Of course, all spells are temporary, though they may come back from time to time. What I couldn’t know, sitting at my desk and wondering if I should take one path or another, or in my seat on the stage at Byron Bay, watching people come and go as we talk to them about how strange it was to feel so much for each other in our rental van, is that eventually a new present will arrive in time, and I will sit at a screen with these impressions and images moving through me like a series of dreams – not quite sure how much of it can be salvaged from the past, how much to leave behind, and how to alight the ride at some final, permanent stop.

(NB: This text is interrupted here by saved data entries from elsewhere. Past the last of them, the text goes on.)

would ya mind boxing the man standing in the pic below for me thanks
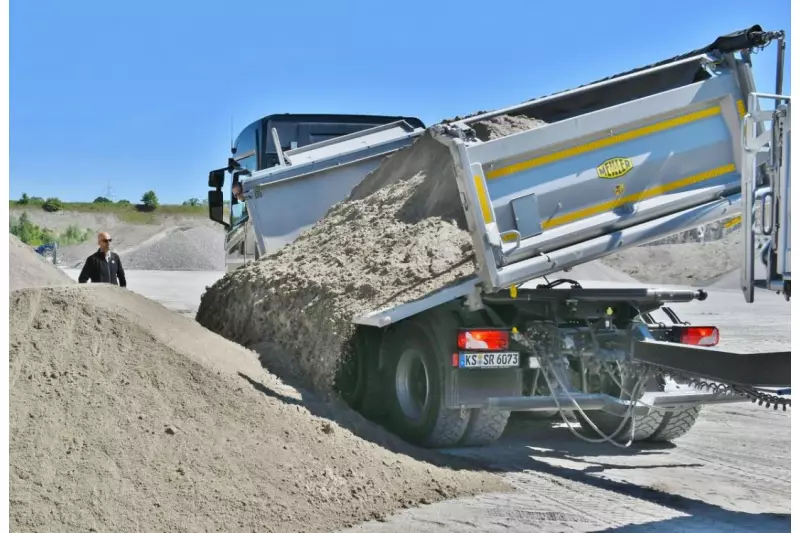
[78,231,127,287]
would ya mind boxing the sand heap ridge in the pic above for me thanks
[196,116,547,393]
[10,285,504,533]
[9,233,75,290]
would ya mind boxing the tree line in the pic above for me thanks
[14,190,207,211]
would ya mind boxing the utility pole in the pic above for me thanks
[104,180,115,202]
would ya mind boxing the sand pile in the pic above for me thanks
[9,284,505,533]
[599,231,744,286]
[9,234,74,290]
[117,226,225,271]
[196,117,545,394]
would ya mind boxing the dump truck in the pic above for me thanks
[206,25,790,448]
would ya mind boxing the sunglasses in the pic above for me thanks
[101,238,112,243]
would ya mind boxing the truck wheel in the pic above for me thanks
[647,406,702,442]
[459,409,510,446]
[577,373,665,442]
[335,334,367,409]
[384,320,469,448]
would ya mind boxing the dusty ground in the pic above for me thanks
[9,284,506,533]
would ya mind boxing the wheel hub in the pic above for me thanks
[395,348,430,421]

On the long road north my wife and I parked in the shade between two cafes on a wide street in Bellingen, with purple banners staked beneath an enormous oak tree, to spray ‘Just Married’ on the back windscreen of our Holden with a can of shaving cream. Two hippies and a limp dog, the latter anchored to an awning post, watched us, and I shrugged my shoulders at them all to apologise for advertising the institution of marriage in their bohemian grove. The dog put its calico head to its bowl and shut its tired eyes. The sun was saturating. We’d had a few drinks at a pub on the highway, where I came upon a book of old photographs tucked into a wire stand on an empty window sill, and I flipped open to the image of a broad-shouldered man in thick boots and a heavy coat standing beside a foal-thin lad that we took to be an apprentice. Both men were looking up into the camera from inside a deep pit, and the bigger man’s thick hands were wrapped solid around a sledge hammer dripping with gore. Pig’s blood covered the apprentice’s white overalls, and was smeared across the curved walls of the pit. We put the book away and drank in the sun.

So grim, sometimes, the melancholia of all these images. I get up and leave the essay for a final time, check the pile of books beside the bed. Just inside the covers of Bitter Greens, I run my hands over the inscription inked inside that reads, ‘May the Marquis live in your heart forever!’ For a while I am back in Byron Bay, in the wet tents and the muddy fields, the treetop resorts and the luggage-heavy van, by the river with the worms, under the strange charms of a Northern Rivers romance.